12 KiB
File Status Reference - GLAM Data Extraction Project
Last Updated: November 11, 2025
Purpose: Document which files are authoritative, archived, or superseded
🎯 Current Authoritative Files
Master Dataset (PRIMARY)
File: globalglam-20251111.yaml
Location: /Users/kempersc/apps/glam/data/instances/all/
Size: 24 MB
Institutions: 13,502
Created: 2025-11-11 15:17 UTC
Status: ✅ AUTHORITATIVE - Use this file
Description: This is the current master dataset containing all unified heritage institutions from 18 countries. This file represents the November 11, 2025 merge of all regional datasets with deduplication applied.
Source Records:
- Raw records merged: 25,963
- Duplicates removed: 12,461 (48.0% duplicate rate)
- Final unique institutions: 13,502
Coverage:
- Countries: 18 (Japan, Tunisia, Georgia, Netherlands, Chile, Brazil, Mexico, Libya, Belgium, Algeria, Norway, United States, Great Britain, Vietnam, Thailand, Cambodia, Malaysia, Indonesia)
- Wikidata coverage: 55.7% (7,520 institutions)
- Geocoding coverage: 60.6% (8,178 institutions)
Use Cases:
- ✅ All data analysis and reporting
- ✅ Export generation (JSON-LD, RDF, CSV)
- ✅ Enrichment pipeline inputs
- ✅ Geographic visualization
- ✅ Statistical analysis
Enrichment Tracking
File: ENRICHMENT_CANDIDATES.yaml
Location: /Users/kempersc/apps/glam/data/instances/all/
Size: 2.8 MB
Records: 13,461 institutions (99.7% of master dataset)

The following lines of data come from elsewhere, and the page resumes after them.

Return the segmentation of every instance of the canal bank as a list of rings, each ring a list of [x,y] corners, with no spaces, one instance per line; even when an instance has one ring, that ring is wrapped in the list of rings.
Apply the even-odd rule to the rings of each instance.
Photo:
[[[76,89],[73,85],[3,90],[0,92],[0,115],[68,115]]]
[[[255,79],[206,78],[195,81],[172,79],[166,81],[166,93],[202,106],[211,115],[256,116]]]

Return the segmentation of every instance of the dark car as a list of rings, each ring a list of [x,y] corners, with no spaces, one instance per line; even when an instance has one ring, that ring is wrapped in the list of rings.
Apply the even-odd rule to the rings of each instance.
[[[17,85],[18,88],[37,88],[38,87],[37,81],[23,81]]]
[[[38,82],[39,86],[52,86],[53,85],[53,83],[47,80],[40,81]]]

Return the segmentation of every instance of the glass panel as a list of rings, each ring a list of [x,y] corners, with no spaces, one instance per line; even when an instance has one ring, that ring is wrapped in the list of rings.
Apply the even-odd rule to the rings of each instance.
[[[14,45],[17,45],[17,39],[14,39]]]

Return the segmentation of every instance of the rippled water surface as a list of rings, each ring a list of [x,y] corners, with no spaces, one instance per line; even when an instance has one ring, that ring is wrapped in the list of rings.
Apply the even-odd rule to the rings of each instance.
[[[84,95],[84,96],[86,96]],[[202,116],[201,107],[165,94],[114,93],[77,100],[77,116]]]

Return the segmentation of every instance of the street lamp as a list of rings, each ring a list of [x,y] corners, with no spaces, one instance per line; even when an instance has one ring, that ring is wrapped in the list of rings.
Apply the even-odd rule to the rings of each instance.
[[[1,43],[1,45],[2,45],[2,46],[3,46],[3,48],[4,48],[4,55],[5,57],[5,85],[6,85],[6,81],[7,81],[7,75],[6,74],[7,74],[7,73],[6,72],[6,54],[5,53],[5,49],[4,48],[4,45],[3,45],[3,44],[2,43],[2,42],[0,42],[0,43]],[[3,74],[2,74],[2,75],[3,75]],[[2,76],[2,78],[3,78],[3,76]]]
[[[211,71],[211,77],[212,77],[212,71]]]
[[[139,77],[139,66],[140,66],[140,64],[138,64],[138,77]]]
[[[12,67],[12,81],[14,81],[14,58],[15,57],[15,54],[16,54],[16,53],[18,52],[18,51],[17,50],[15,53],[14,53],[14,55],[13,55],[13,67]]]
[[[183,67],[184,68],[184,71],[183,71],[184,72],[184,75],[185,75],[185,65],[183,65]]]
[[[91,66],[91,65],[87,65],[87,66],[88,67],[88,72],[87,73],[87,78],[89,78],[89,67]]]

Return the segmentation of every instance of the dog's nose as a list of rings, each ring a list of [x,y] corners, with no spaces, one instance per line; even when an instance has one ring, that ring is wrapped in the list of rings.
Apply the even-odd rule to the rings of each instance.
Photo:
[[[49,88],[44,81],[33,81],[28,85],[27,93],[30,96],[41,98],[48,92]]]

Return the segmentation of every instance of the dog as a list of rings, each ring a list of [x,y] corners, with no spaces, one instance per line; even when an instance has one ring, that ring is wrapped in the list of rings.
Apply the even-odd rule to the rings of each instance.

Status: ✅ AUTHORITATIVE - Enrichment planning
Description: Machine-readable list of institutions that need Wikidata/geocoding enrichment. Excludes 41 institutions that already have complete metadata.
Use Cases:
- ✅ Planning batch enrichment workflows
- ✅ Prioritizing countries for enrichment
- ✅ Generating candidate lists for SPARQL queries
- ✅ Tracking enrichment progress over time
Statistics and Metadata
File: DATASET_STATISTICS.yaml
Location: /Users/kempersc/apps/glam/data/instances/all/
Size: 3.0 KB
Status: ✅ AUTHORITATIVE - Metrics
Description: Machine-readable statistics for programmatic access. Includes country-by-country breakdowns, coverage percentages, and regional totals.
Use Cases:
- ✅ Programmatic access to dataset metrics
- ✅ Dashboard generation
- ✅ Progress tracking over time
- ✅ API responses for dataset statistics
🗄️ Archived/Superseded Files
Obsolete Master Dataset
Files:
unified_global_heritage_institutions.yaml.backup(24 MB)unified_global_heritage_institutions.yaml.backup2(24 MB)unified_global_heritage_institutions_backup_20251111_092645.yaml(24 MB)

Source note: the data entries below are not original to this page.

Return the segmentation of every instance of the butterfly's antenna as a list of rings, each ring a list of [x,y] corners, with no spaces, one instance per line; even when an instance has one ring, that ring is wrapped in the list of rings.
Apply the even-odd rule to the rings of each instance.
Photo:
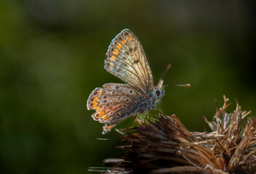
[[[167,66],[167,68],[165,69],[165,70],[162,72],[162,75],[160,76],[160,80],[161,80],[163,78],[163,76],[165,75],[165,74],[166,73],[166,72],[170,69],[170,64],[168,65],[168,66]]]
[[[162,86],[162,87],[166,87],[166,86],[182,86],[182,87],[191,87],[191,84],[187,83],[187,84],[183,84],[183,85],[165,85]]]

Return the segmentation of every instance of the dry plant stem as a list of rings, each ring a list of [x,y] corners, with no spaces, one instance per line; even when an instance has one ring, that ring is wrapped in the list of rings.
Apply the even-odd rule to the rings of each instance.
[[[247,119],[251,112],[242,112],[238,104],[226,113],[228,101],[224,96],[214,121],[204,117],[210,133],[189,131],[175,115],[160,114],[150,126],[137,118],[139,126],[121,138],[123,160],[112,160],[117,168],[107,173],[256,173],[256,120]]]

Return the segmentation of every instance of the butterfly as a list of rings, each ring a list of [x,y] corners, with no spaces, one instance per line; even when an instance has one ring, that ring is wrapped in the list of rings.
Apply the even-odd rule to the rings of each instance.
[[[95,88],[87,100],[87,109],[94,109],[94,120],[105,123],[103,132],[136,114],[157,109],[164,95],[161,80],[154,86],[152,73],[141,44],[128,29],[112,41],[104,68],[126,84],[106,83]]]

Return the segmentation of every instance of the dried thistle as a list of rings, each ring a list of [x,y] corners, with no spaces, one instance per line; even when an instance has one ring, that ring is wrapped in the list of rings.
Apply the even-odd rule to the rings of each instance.
[[[256,173],[256,120],[247,119],[237,104],[226,113],[228,99],[217,110],[215,121],[204,120],[212,132],[190,132],[175,115],[160,115],[149,125],[137,119],[139,127],[121,137],[125,150],[105,173]],[[241,128],[241,120],[246,124]]]

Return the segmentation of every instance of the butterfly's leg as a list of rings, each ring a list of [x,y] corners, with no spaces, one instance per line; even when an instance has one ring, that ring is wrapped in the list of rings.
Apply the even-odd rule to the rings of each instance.
[[[129,125],[129,127],[128,127],[128,128],[129,128],[131,127],[131,125],[133,125],[133,122],[134,122],[135,119],[136,118],[136,117],[137,117],[137,115],[135,115],[135,117],[134,117],[134,119],[133,119],[133,122],[132,122],[132,123],[131,123],[131,124]]]

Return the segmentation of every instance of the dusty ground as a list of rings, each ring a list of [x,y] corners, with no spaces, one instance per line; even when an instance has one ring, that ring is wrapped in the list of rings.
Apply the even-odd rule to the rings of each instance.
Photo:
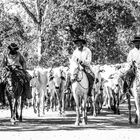
[[[133,107],[132,110],[134,113]],[[121,115],[114,115],[104,107],[97,117],[88,115],[88,125],[76,127],[74,111],[66,111],[64,117],[59,117],[57,112],[46,112],[45,116],[37,117],[32,108],[24,108],[23,122],[12,126],[10,111],[4,109],[0,110],[0,139],[140,140],[140,128],[128,124],[126,103],[120,106],[120,111]]]

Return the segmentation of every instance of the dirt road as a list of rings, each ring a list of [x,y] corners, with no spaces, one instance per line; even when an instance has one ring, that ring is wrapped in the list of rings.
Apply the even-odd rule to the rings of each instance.
[[[133,113],[134,108],[132,107]],[[127,104],[120,106],[121,115],[114,115],[105,107],[97,117],[88,115],[88,125],[75,126],[75,112],[66,111],[65,116],[57,112],[46,112],[37,117],[33,109],[23,110],[23,122],[12,126],[10,111],[0,110],[0,139],[8,140],[140,140],[140,128],[128,124]],[[133,116],[134,119],[134,116]]]

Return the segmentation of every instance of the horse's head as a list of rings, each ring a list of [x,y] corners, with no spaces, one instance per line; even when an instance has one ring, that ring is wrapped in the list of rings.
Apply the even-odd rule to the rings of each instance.
[[[71,80],[72,81],[77,81],[78,80],[78,75],[79,75],[79,72],[80,72],[80,66],[77,65],[77,64],[71,64],[70,65],[70,77],[71,77]]]
[[[6,83],[8,90],[12,91],[15,86],[15,71],[12,66],[6,66],[3,70],[3,81]]]

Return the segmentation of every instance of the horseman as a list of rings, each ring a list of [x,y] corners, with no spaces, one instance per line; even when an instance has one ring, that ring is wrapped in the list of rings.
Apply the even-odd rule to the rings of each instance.
[[[89,80],[89,92],[88,96],[91,96],[91,90],[93,88],[93,83],[95,79],[95,75],[92,72],[91,68],[91,58],[92,58],[92,53],[90,49],[86,46],[87,42],[84,39],[76,39],[74,40],[74,44],[76,45],[76,49],[74,50],[72,54],[71,61],[74,61],[75,63],[80,64],[82,68],[84,69],[87,78]]]
[[[133,81],[136,76],[136,66],[138,69],[140,68],[140,37],[135,36],[134,40],[132,40],[132,43],[134,44],[134,48],[130,50],[127,56],[128,70],[122,76],[124,80],[124,93],[129,90],[131,95],[131,87],[133,86]]]
[[[26,61],[24,57],[21,55],[21,53],[18,51],[19,47],[15,43],[11,43],[8,46],[7,52],[4,54],[3,57],[3,68],[6,66],[12,66],[18,69],[18,71],[21,73],[21,79],[23,80],[23,85],[25,88],[25,100],[31,99],[31,91],[30,91],[30,77],[29,74],[26,72]]]

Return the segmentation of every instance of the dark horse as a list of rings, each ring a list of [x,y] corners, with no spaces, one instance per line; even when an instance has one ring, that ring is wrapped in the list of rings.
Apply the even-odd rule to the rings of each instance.
[[[129,123],[131,121],[131,102],[130,97],[134,97],[136,117],[135,123],[140,126],[140,71],[137,69],[135,61],[133,61],[131,68],[127,71],[124,77],[123,92],[126,94],[129,109]]]
[[[5,93],[10,105],[11,123],[16,120],[22,121],[23,99],[24,99],[24,76],[19,67],[6,66],[3,70],[3,81]],[[20,116],[19,116],[20,113]]]

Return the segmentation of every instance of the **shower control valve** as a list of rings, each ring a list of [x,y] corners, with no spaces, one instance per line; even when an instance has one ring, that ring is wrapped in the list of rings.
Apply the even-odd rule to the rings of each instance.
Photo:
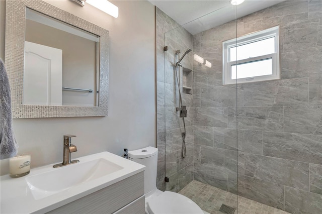
[[[182,105],[181,108],[177,107],[176,108],[176,110],[177,112],[180,112],[180,118],[186,118],[187,117],[187,112],[186,105]]]

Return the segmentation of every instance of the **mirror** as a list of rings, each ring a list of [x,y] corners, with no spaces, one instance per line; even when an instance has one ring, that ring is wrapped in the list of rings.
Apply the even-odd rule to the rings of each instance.
[[[97,105],[99,37],[27,8],[25,40],[24,104]]]
[[[108,30],[41,1],[7,1],[6,25],[14,118],[107,115]]]

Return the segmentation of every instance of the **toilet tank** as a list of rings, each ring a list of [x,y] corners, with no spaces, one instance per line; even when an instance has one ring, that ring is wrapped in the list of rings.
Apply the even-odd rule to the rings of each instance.
[[[157,148],[149,146],[136,150],[129,151],[129,159],[145,166],[144,193],[156,189]]]

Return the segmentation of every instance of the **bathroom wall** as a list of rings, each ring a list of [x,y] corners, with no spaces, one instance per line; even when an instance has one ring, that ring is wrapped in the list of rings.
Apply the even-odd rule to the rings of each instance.
[[[238,195],[322,212],[321,12],[321,1],[287,1],[237,20],[238,36],[279,25],[281,79],[236,90],[221,83],[222,42],[234,24],[194,35],[195,53],[214,65],[194,66],[195,179],[235,193],[238,162]]]
[[[191,94],[182,93],[183,105],[188,110],[185,118],[186,155],[183,158],[181,133],[184,128],[182,118],[176,111],[179,106],[179,96],[174,64],[179,59],[175,55],[176,50],[180,50],[182,56],[187,48],[192,49],[192,35],[158,8],[156,18],[157,187],[178,192],[193,179],[193,97]],[[168,46],[167,51],[164,51],[165,46]],[[188,54],[182,61],[183,66],[192,70],[193,59],[192,53]],[[180,69],[182,87],[182,68]],[[169,178],[169,182],[165,182],[165,176]]]
[[[155,145],[154,6],[147,1],[113,1],[115,19],[87,4],[48,1],[110,31],[109,115],[106,117],[15,119],[19,152],[30,152],[32,168],[62,161],[63,136],[76,135],[77,152],[71,158],[108,151]],[[4,56],[5,2],[0,1],[0,56]],[[1,174],[9,172],[1,161]]]

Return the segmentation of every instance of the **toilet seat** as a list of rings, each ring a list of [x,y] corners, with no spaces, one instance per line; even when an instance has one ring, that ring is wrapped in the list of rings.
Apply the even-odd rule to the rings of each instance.
[[[169,191],[160,192],[146,198],[146,209],[149,214],[204,213],[196,203],[184,195]]]

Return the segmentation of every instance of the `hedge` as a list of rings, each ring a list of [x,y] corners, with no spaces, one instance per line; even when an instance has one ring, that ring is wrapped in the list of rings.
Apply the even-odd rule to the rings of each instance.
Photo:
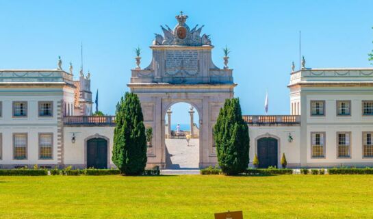
[[[47,170],[14,169],[0,170],[0,176],[47,176]]]
[[[118,169],[86,169],[83,172],[87,176],[118,175],[120,174]]]
[[[247,175],[283,175],[293,174],[292,169],[247,169],[243,172]]]
[[[330,175],[373,175],[373,168],[332,168]]]
[[[211,166],[199,170],[199,173],[202,175],[217,175],[220,174],[222,170],[218,168]]]

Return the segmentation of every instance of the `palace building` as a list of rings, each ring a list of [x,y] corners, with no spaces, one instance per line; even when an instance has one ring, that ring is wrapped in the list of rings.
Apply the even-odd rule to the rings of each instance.
[[[165,116],[179,102],[199,116],[199,167],[215,166],[212,129],[237,84],[229,57],[223,68],[214,64],[203,27],[190,28],[182,13],[176,19],[173,29],[162,27],[163,34],[156,34],[151,63],[142,69],[137,59],[127,84],[153,131],[147,167],[168,168]],[[90,74],[81,70],[74,81],[72,66],[66,72],[62,62],[57,69],[0,70],[0,168],[114,166],[114,116],[92,115]],[[257,155],[259,167],[279,168],[285,154],[291,168],[373,166],[373,68],[310,68],[304,59],[294,68],[289,115],[243,116],[250,162]]]

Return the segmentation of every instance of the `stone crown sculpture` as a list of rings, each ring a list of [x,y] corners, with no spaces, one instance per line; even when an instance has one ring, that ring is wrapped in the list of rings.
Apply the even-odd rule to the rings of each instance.
[[[153,45],[179,45],[200,47],[203,45],[211,45],[209,35],[203,34],[201,36],[201,32],[203,25],[197,29],[198,25],[190,29],[185,24],[188,15],[183,14],[183,12],[179,15],[175,16],[178,24],[171,29],[168,25],[167,29],[161,25],[164,36],[155,34],[155,39],[153,41]]]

Location: /Users/kempersc/apps/glam/data/instances/all/archive/
Archived: November 11, 2025
Status: ⚠️ ARCHIVED - Do not use
Description: These are backup copies from the November 11 merge process. They contain incomplete data (4,036 institutions) from earlier stages of the unification workflow. These files have been moved to the archive directory.
Why Archived:
- Superseded by
globalglam-20251111.yaml(13,502 institutions) - Incomplete geographic coverage (only 4,036 institutions vs. 13,502)

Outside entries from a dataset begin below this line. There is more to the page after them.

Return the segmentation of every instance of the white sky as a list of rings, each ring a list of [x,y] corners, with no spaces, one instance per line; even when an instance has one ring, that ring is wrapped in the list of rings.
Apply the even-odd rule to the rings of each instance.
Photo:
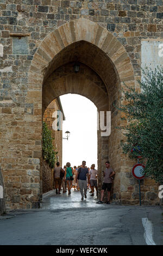
[[[60,96],[66,120],[62,136],[70,132],[68,139],[62,140],[62,166],[70,162],[73,167],[86,161],[87,167],[92,163],[97,168],[97,107],[85,97],[77,94]]]

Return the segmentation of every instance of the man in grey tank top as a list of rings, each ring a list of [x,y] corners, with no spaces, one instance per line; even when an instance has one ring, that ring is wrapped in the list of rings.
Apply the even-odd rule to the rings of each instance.
[[[112,185],[112,176],[115,175],[115,171],[110,166],[110,162],[109,161],[105,162],[106,169],[103,172],[104,174],[104,182],[102,185],[102,190],[101,192],[101,199],[96,203],[96,204],[102,204],[103,199],[104,197],[104,192],[107,188],[108,190],[108,201],[107,204],[110,204],[110,191]]]

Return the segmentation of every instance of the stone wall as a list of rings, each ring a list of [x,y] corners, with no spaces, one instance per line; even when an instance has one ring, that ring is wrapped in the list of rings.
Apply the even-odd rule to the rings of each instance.
[[[4,214],[5,211],[5,208],[4,201],[4,184],[0,167],[0,215]]]
[[[87,84],[84,90],[78,87],[74,92],[93,99],[98,109],[111,109],[115,101],[120,103],[118,92],[124,82],[139,88],[141,40],[163,38],[162,1],[2,0],[0,6],[0,163],[6,206],[38,207],[42,108],[54,98],[48,102],[49,97],[62,92],[58,84],[57,95],[53,88],[44,97],[47,78],[79,57],[104,82],[108,108],[103,105],[105,93],[97,84],[95,90]],[[26,51],[16,49],[16,39],[24,44]],[[99,172],[109,158],[116,171],[116,201],[136,204],[137,184],[132,184],[136,181],[130,176],[133,163],[121,152],[123,135],[115,131],[121,124],[116,112],[112,119],[114,132],[108,146],[108,138],[98,140]],[[157,186],[147,179],[143,182],[146,203],[157,203],[158,198],[148,199],[156,197]]]
[[[53,172],[48,163],[45,161],[42,162],[42,193],[46,193],[53,189]]]
[[[60,166],[62,162],[62,131],[54,131],[52,129],[53,122],[54,118],[52,117],[53,113],[57,110],[61,111],[61,107],[58,99],[53,100],[46,109],[43,115],[43,121],[46,122],[48,127],[52,131],[53,138],[53,145],[55,152],[58,152],[57,161],[59,161]]]

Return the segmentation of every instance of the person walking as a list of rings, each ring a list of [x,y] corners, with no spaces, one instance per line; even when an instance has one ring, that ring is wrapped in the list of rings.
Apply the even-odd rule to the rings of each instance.
[[[103,172],[104,175],[104,182],[102,185],[102,190],[101,192],[101,199],[97,202],[96,204],[102,204],[103,199],[104,197],[104,192],[107,188],[108,190],[108,201],[107,204],[110,204],[110,191],[111,188],[112,177],[115,174],[115,171],[112,169],[110,166],[110,162],[106,161],[105,163],[106,169]]]
[[[68,194],[70,194],[72,186],[72,181],[73,180],[73,169],[71,167],[71,163],[69,162],[66,163],[66,167],[67,168],[65,170],[64,180],[65,181],[66,181]]]
[[[64,170],[61,167],[60,167],[59,162],[57,162],[56,163],[57,167],[54,168],[54,179],[55,182],[55,186],[56,190],[56,194],[60,194],[60,189],[61,185],[61,179],[60,178],[60,172],[62,172],[64,173]]]
[[[95,164],[93,163],[91,166],[91,170],[89,173],[89,183],[91,185],[92,194],[91,196],[94,196],[94,187],[96,190],[96,196],[97,196],[97,170],[95,169]]]
[[[76,182],[77,181],[77,180],[78,180],[79,181],[80,194],[82,196],[81,200],[82,200],[84,199],[83,189],[84,191],[84,197],[85,198],[86,198],[86,177],[87,177],[87,179],[89,178],[89,170],[88,169],[85,167],[85,161],[83,161],[82,167],[79,168],[78,170],[78,175],[76,180]]]

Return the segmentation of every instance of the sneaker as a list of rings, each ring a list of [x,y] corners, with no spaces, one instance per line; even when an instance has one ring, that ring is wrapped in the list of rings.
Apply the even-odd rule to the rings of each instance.
[[[96,204],[103,204],[103,202],[100,200],[99,201],[98,201]]]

- Missing major countries (Japan, Tunisia, Georgia, etc.)
- Created during intermediate merge steps
- Scripts updated to reference new master dataset
Archive Details:
- See
archive/ARCHIVE_NOTES.mdfor complete documentation - Total archive size: 72 MB (3 files)
- Can be safely deleted after December 11, 2025
Action Required:
- ❌ Do NOT use for analysis
- ❌ Do NOT reference in documentation
- ❌ Do NOT use as merge input
- ✅ May be deleted after 30-day retention period (December 11, 2025)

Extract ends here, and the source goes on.